Grouping patients to understand data

To better understand these relationships, the team used machine learning to statistically divide participants into subgroups. Machine learning is a form of artificial intelligence that uses algorithms to analyze data, learn from its analyses, and then make a prediction about something.

The researchers identified three clusters. One group had high ELR and BLR but low C3 and C4 (29.5%), another had low ELR and BLR but high C3 and C4 (21.4%), and the remaining group had ELR, BLR, C3, and C4 levels falling between those of the other two groups (49.1%).

Disease characteristics differed among the three groups, with patients in the group with high ELR and BLR but low C3 and C4 showing the highest markers of type 2 immune response, highest disease activity, and more organ involvement.

Data from long-term follow-up showed that these patients “had the highest relapse rate under similar initial treatment strategies,” the team wrote.

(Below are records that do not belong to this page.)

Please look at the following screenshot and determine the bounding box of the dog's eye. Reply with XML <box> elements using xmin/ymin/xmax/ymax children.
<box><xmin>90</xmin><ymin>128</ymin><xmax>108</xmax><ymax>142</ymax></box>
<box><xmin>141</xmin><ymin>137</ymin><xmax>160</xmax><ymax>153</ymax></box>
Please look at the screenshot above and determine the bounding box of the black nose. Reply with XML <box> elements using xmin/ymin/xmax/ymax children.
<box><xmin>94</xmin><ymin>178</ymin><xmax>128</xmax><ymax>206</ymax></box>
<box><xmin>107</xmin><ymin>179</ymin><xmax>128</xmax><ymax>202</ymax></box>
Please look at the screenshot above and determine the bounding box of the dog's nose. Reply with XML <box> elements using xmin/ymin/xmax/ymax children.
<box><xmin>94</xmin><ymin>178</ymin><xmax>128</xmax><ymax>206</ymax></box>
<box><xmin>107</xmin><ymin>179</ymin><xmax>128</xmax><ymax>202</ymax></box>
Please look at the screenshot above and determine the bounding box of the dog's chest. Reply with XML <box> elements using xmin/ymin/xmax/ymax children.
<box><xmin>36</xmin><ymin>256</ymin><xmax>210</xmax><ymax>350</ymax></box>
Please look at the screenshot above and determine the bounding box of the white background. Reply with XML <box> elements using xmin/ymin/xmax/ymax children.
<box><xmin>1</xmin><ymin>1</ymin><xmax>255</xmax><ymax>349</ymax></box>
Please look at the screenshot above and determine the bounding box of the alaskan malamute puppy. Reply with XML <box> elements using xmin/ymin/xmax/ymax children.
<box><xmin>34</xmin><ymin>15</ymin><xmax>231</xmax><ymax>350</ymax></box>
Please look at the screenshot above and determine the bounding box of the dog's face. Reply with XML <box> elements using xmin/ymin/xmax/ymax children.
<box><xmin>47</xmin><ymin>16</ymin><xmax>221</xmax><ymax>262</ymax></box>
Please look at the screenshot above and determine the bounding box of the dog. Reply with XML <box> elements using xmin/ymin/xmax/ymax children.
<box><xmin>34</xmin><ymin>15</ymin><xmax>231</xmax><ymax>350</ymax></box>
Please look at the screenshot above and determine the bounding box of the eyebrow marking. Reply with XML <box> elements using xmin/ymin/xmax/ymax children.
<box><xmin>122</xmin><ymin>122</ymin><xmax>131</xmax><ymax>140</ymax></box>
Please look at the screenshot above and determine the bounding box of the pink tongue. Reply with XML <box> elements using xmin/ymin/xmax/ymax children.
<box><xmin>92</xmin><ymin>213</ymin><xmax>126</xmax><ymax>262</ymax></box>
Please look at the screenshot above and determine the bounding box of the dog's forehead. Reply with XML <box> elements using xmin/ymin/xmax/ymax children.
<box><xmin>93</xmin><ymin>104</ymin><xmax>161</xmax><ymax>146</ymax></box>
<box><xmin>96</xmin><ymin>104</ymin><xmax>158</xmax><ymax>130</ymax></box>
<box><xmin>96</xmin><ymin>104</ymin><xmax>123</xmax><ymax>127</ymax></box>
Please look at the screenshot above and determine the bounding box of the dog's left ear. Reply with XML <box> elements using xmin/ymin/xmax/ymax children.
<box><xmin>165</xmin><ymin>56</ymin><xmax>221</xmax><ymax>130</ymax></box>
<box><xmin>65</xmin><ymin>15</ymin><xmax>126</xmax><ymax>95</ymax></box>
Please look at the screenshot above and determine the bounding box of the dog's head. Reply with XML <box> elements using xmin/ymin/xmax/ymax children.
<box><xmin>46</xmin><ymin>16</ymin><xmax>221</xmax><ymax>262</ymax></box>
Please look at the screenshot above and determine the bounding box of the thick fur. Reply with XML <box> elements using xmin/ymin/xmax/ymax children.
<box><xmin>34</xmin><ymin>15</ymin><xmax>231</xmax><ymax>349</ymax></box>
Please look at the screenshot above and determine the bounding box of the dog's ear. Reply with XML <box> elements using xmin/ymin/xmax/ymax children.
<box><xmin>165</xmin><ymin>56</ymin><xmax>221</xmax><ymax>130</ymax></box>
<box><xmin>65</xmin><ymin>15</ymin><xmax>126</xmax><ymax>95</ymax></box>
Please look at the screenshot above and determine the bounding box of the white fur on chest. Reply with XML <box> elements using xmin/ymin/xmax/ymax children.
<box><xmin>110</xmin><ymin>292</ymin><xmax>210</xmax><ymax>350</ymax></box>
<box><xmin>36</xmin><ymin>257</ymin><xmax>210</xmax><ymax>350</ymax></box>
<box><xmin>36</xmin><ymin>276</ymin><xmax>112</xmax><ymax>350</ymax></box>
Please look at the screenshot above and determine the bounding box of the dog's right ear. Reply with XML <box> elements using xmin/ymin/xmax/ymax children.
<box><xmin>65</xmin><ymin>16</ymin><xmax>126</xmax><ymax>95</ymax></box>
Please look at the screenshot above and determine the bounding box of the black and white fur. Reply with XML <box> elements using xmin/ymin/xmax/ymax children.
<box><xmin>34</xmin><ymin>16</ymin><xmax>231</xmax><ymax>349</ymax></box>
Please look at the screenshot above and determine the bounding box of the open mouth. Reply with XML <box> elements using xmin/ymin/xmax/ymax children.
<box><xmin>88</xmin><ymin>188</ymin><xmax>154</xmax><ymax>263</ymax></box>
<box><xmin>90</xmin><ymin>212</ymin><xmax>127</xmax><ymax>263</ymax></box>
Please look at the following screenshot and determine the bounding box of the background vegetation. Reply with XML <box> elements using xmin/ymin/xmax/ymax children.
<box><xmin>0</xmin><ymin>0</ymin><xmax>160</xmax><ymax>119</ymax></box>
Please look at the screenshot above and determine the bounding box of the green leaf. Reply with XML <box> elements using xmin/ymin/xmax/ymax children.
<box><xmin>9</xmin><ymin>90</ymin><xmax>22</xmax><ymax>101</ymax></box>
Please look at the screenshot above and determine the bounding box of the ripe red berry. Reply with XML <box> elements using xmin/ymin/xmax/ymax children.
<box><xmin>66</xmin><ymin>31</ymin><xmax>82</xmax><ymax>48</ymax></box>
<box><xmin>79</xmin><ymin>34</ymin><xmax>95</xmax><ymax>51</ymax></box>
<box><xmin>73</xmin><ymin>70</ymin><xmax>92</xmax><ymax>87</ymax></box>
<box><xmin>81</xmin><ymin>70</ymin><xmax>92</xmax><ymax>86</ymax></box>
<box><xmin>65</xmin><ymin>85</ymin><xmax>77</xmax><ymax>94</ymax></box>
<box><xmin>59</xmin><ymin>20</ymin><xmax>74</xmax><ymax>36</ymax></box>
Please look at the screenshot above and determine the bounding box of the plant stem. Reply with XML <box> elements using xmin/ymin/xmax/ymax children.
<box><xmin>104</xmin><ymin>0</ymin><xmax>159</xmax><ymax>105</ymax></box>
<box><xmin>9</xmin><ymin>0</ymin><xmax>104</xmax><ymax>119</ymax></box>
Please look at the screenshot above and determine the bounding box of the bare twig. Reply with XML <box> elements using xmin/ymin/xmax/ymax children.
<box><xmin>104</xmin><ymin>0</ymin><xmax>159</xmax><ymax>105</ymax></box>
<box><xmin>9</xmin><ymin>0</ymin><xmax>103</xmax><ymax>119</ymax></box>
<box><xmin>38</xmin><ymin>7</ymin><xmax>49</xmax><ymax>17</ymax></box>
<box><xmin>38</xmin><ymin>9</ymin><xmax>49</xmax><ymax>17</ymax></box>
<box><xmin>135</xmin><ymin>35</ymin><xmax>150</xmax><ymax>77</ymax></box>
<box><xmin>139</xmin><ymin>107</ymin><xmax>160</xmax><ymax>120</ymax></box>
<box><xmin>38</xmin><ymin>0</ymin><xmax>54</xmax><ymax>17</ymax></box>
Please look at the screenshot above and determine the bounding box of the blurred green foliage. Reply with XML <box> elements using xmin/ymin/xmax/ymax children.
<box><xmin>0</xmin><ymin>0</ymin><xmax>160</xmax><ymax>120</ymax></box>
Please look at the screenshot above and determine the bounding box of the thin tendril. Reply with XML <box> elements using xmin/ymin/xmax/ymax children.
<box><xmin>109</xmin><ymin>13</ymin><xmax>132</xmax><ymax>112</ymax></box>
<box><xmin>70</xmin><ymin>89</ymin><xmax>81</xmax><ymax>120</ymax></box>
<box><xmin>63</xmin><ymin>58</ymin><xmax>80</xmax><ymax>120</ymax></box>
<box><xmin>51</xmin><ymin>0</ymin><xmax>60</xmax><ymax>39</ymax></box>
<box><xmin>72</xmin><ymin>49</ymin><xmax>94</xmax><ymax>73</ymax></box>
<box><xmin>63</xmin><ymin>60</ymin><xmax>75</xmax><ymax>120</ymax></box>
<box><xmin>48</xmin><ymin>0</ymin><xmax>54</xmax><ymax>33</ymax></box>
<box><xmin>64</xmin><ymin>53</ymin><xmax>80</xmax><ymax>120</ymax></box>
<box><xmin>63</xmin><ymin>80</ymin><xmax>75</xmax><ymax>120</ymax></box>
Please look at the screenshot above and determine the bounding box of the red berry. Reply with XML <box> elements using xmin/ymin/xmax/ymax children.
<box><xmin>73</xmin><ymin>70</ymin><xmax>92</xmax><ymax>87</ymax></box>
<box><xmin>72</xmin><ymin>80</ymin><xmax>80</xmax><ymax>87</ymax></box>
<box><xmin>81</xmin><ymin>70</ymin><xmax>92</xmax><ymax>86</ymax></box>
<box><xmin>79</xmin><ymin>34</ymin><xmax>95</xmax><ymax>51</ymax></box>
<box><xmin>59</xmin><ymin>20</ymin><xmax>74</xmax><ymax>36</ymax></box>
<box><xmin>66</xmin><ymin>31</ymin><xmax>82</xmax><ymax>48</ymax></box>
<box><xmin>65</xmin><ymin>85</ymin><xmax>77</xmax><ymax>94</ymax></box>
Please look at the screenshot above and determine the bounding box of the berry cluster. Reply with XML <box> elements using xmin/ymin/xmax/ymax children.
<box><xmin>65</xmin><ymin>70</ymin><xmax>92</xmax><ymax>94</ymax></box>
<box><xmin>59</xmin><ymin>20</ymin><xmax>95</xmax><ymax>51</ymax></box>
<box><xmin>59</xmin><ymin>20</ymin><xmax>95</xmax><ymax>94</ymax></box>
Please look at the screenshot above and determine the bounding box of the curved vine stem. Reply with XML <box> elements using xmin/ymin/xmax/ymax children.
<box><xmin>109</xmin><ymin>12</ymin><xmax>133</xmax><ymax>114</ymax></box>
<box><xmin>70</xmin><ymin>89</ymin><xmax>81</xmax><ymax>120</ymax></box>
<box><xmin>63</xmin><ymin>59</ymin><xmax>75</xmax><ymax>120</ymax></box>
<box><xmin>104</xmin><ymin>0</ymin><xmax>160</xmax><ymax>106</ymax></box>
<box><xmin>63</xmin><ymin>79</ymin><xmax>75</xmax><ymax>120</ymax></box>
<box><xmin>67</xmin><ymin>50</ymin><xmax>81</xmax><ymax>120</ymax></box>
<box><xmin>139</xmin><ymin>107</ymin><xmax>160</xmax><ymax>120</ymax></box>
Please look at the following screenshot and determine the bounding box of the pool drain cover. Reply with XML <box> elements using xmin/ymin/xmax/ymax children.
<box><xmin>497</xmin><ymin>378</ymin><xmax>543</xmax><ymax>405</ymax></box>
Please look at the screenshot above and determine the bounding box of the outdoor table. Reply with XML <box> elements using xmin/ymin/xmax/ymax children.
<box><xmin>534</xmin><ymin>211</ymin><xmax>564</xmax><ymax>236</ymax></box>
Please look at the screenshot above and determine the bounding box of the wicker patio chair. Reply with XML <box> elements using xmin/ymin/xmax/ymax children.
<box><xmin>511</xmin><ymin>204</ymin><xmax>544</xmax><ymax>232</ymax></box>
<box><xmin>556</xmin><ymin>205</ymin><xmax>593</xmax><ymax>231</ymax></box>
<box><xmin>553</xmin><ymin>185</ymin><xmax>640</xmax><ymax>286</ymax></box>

This indicated that ELR and BLR may be markers of high relapse risk, although ELR was found to be the best immune cell ratio at predicting relapse in IgG4-RD. Participants with ELR values of 0.1103 or higher had over twice the relapse rates as the group with lower ELR values.

“These findings suggested that high-ELR … might serve as a marker for predicting relapse in IgG4-RD patients,” the researchers wrote. “Overall, ELR not only differed in the clinical [profile] of IgG4-RD patients but also could serve as a risk factor for disease relapse.”

The team said larger studies following patients over time, as well as more detailed clinical data, including genetic analyses, could help assess how valuable ELR is in clinical diagnosis and assessment of IgG4-RD.